The name Maka for what is now called Oman is very ancient; in the third millennium, the Akkadians already knew a country called Magan, which, they claimed, had been conquered by their king Naram-Sin (r.2254-2218; ABC 20). Later, it was called Qade by the Babylonians; the Assyrian king Aššurbanipal (r.668-631 BCE) mentions a country Pade with a capital Iski, which must be Izki in Oman. The Persian name Maka is, therefore, an archaism (which is not uncommon in this period).
In the third millennium BCE, the region not only traded with the country of the Euphrates and Tigris, but also with the Indus valley. Many objects from the Harappan culture have been found in Oman. The country appears to have exported copper.
The next millennium, the second, is something of a "dark age". At the end of it, the Makans had invented the qanats, underground drainage galleries that bring water from an aquifer on the piedmont to the gardens or palm groves on the plains. The invention was later copied in Iran.
The first millennium is called the "Iron age" of Oman, but this is actually unjustified, because no iron objects have been found (so far). There are, however, many similarities to Iron age cultures of southern Iran and the valley of the Indus.
Maka was already a part of the Achaemenid Empire in 520 BCE, because it is mentioned in the Behistun inscription. It is possible that it was conquered by Cyrus the Great (r.559-530), who is known to have campaigned on the other side of the Persian Gulf (he seems to have lost an army in the Gedrosian desert).
Maka is also mentioned by the Greek researcher Herodotus, who states that during the reign of king Darius I the Great (r.522-486), the "Mykians" belonged to the same tax district as the Drangians, Thamanaeans, Utians, Sagartians and "those deported to the Persian Gulf", which is a bit odd because all these people seem to have lived north of the Gulf.note The same author mentions Mykians and Utians in the army that king Xerxes led against the Greeks (in 480 BCE); they carried leather jackets, cane bows and scimitars.note The "men from Maka" are also mentioned in Xerxes' Daiva inscription.

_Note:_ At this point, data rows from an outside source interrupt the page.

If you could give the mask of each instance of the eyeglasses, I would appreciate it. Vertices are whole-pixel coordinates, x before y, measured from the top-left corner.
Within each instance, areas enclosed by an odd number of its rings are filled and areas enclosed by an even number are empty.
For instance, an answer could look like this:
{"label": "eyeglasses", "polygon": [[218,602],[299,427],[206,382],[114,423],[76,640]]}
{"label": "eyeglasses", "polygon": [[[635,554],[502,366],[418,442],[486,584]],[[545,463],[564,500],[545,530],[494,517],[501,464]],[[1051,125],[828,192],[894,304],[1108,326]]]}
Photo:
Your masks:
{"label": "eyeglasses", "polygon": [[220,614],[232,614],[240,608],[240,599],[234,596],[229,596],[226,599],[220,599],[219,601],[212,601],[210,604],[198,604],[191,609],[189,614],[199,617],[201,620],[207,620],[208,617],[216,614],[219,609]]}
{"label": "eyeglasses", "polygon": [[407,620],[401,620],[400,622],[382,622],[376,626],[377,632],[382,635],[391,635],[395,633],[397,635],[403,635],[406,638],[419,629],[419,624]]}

We should have expected that Maka was mentioned by the Greek historian Arrian of Nicomedia, who wrote a book about the campaigns of the Macedonian king Alexander the Great (r.336-323) in the Persian Empire, but he only mentions the Oman promontory, which he calls "Maketa". Probably, the men from Maka had become independent. Had they been subjects of the last Persian king Darius III Codomannus, they would have figured in Arrian's lists of Persian warriors. Maka did not belong to Alexander's realm and was not subject to the empire of his successors, the Seleucids.